Returning her focus to the classroom, Yu found it was (unsurprisingly) filled with discussion of the challenges. Poor Ai next to Yu was scrunched down low, not wanting anything to do with the foolishness of her family taking place in front of everyone. Of course, Elder Yuxi was beside herself. “That is enough!” yelled out of her mouth. The room winced at the Qi behind her words. “Sit down this instant!”

The pair did and she said formally, “An official honor challenge, not a ranking challenge, has been offered and accepted. There. That done, you can both shut up and stop disturbing the class. Those who aren’t embroiled in your political machinations are here to learn something. We were discussing skills.”

The class ended without any further incidents worth mentioning. Yu did learn quite a bit more about skills though. They were broken down into offensive, defensive and support, which she knew. But what she didn’t know was that some could act as more than one, or even all three, although that was rare.

She also learned about something that had been on her mind, which was overlapping skills. For example, skills of a similar purpose or affinity could sometimes be combined.
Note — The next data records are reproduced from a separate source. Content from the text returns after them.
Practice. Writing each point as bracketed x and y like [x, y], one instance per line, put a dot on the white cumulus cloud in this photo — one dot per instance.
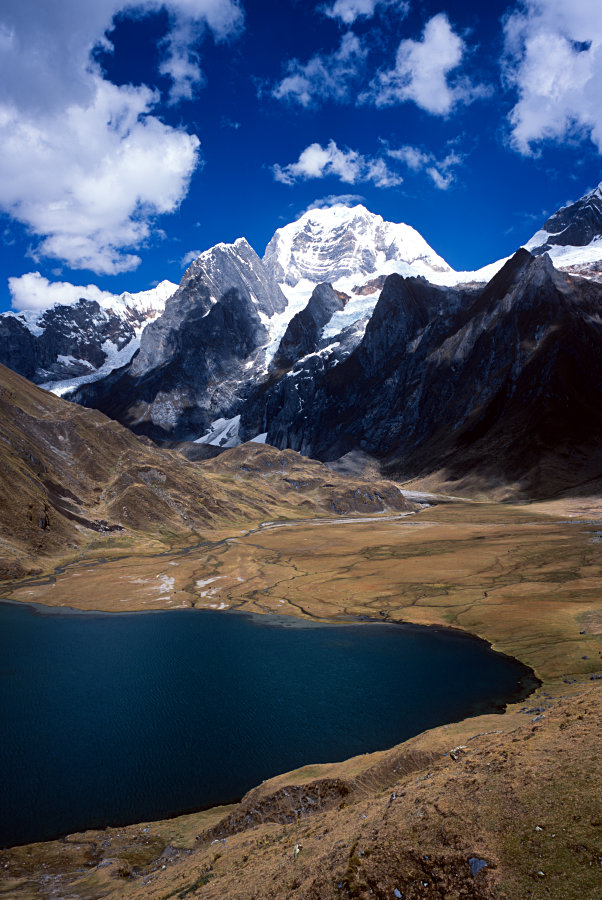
[85, 165]
[349, 166]
[350, 10]
[554, 62]
[33, 291]
[324, 76]
[335, 200]
[423, 72]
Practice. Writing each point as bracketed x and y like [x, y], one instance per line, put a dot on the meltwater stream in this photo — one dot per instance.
[109, 719]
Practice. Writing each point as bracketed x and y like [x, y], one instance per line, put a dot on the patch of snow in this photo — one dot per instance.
[298, 298]
[115, 359]
[355, 309]
[222, 433]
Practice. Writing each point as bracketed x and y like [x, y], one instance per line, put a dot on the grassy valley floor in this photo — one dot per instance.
[521, 793]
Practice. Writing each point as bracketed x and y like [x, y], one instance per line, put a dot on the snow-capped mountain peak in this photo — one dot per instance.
[573, 235]
[343, 245]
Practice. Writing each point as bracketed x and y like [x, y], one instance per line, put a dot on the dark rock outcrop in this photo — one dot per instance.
[575, 225]
[302, 335]
[197, 359]
[505, 380]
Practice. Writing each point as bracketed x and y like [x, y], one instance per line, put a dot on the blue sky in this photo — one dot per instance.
[134, 134]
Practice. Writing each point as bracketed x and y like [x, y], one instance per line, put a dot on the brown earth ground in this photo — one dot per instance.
[523, 792]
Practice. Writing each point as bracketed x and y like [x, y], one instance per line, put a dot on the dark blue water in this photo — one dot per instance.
[109, 719]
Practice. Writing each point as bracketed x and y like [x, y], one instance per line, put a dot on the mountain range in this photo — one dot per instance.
[353, 341]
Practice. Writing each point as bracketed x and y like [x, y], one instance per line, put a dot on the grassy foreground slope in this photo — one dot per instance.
[520, 791]
[73, 481]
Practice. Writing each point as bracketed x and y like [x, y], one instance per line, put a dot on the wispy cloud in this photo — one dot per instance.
[33, 291]
[85, 164]
[324, 76]
[335, 200]
[440, 171]
[553, 60]
[348, 166]
[348, 11]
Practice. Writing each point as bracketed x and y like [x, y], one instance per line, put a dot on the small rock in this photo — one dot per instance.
[476, 865]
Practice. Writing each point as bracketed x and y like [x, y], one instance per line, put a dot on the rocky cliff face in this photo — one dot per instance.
[196, 361]
[304, 330]
[78, 341]
[505, 380]
[573, 236]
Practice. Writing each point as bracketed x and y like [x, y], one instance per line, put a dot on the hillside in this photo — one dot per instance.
[73, 479]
The example the elder gave was a skill focused on air enhancing a skill focused on creating fire. This was often done by multiple cultivators of higher stages, but dual affinity cultivators did have the ability to do it unilaterally when they were strong enough, which usually started in the Qi Gathering Stage.

Yu had already experienced the like in healing with Wood and Water working together, but healing skills were different because they weren’t really overlapping so much as simultaneous. Yu wasn’t sure about support skills as they weren’t really her thing. Still, most of the disciples in the class were distracted by the upcoming challenge which was too bad for them because the topic was terribly fascinating and important—at least in Yu’s eyes.